The IPMI Shutdown Agent is a mandatory mechanism to avoid split brain situations in case of a loss of communications between nodes in a redundant server configuration. It is designed to protect against single point of failure scenarios.
There are conceivable situations where no take over occurs, all related to highly unlikely double failures of either the cluster nodes and/or the communication to the survival authority. Some of these can be resolved with the optional DOWN Shutdown Agent.
After PrimeCluster detects that it cannot communicate with its partner node, it checks its node priority. Node 2 has a higher priority than node 1. For node 2, it immediately sends an IPMI set command through the admin network of node 2 to the remote maintenance controller (iRMC/IMM card) of node 1 with the request to power cycle. For the specified IPMI timeout period node 2 will try to read the state of node 1 by querying its remote maintenance controller interface. When node 1 reports that it has power cycled or that it was already power cycled, then in server configurations wherein the nodes share the same subnet for the Management, Signaling and Billing interfaces the active node has all the virtual IP addresses activated that were running on the shut down node. When a virtual IP address is activated on the Lotus Sametime Unified Telephony node that takes over, it sends out a so-called gratuitous address resolution protocol (ARP) to inform the LAN switches and routers of the network about the new MAC address for the virtual IP address. The routers and the LAN switches then reconfigure to adapt to the new situation. A network scheme in which server nodes share the same subnet for the Management, Signaling and Billing interfaces is common for co-located server clusters.

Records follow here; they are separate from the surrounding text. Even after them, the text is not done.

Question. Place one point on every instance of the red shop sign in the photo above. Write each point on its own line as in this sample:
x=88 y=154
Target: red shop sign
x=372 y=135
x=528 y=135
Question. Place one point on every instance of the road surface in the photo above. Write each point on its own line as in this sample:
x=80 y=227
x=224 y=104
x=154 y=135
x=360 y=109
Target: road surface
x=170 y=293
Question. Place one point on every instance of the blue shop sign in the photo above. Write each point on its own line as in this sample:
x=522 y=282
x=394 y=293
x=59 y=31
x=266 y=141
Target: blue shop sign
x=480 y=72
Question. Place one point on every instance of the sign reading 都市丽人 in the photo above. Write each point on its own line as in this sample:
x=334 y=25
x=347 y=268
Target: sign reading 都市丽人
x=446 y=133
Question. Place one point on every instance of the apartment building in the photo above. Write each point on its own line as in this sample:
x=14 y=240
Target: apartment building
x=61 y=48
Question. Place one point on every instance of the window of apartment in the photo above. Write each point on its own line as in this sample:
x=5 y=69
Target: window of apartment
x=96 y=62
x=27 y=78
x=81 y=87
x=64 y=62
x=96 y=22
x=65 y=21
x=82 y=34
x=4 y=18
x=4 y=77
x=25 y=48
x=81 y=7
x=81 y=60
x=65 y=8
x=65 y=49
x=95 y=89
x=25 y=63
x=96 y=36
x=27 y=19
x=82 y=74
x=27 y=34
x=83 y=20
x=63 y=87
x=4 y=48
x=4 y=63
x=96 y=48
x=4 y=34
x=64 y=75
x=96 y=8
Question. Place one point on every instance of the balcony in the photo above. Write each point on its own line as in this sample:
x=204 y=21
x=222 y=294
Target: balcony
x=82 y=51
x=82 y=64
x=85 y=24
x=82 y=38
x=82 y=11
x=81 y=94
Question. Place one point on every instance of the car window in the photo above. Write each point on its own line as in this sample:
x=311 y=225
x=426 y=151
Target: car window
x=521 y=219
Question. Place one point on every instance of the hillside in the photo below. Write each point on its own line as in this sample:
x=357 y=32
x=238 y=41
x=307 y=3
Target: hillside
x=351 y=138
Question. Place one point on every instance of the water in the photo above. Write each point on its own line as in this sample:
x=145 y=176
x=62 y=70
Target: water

For server configurations with network separation (each node has different subnets for the Management, Signaling and Billing interfaces) endpoints have to switchover to the partner node IP (of the active node). This type of networking scheme is common for geo-separated clusters. If on the other hand, node 2 fails, then node 1 will detect the cluster-interconnect failure and will start its SA_IPMI. Node 1 will delay its IPMI set command (with the request for node 2 to power cycle) by the total time required for the shutdown agents of node 2 to run (in order not to interfere with any node 2 request). For the specified IPMI timeout period node 1 will try to read the state of node 2 by querying its remote maintenance controller interface. When node 2 reports that it has power cycled or that it was already power cycled node 1 will take over the virtual IP addresses and resources of node 2 (in the same manner as described above for node 2 in the node 1 failure case).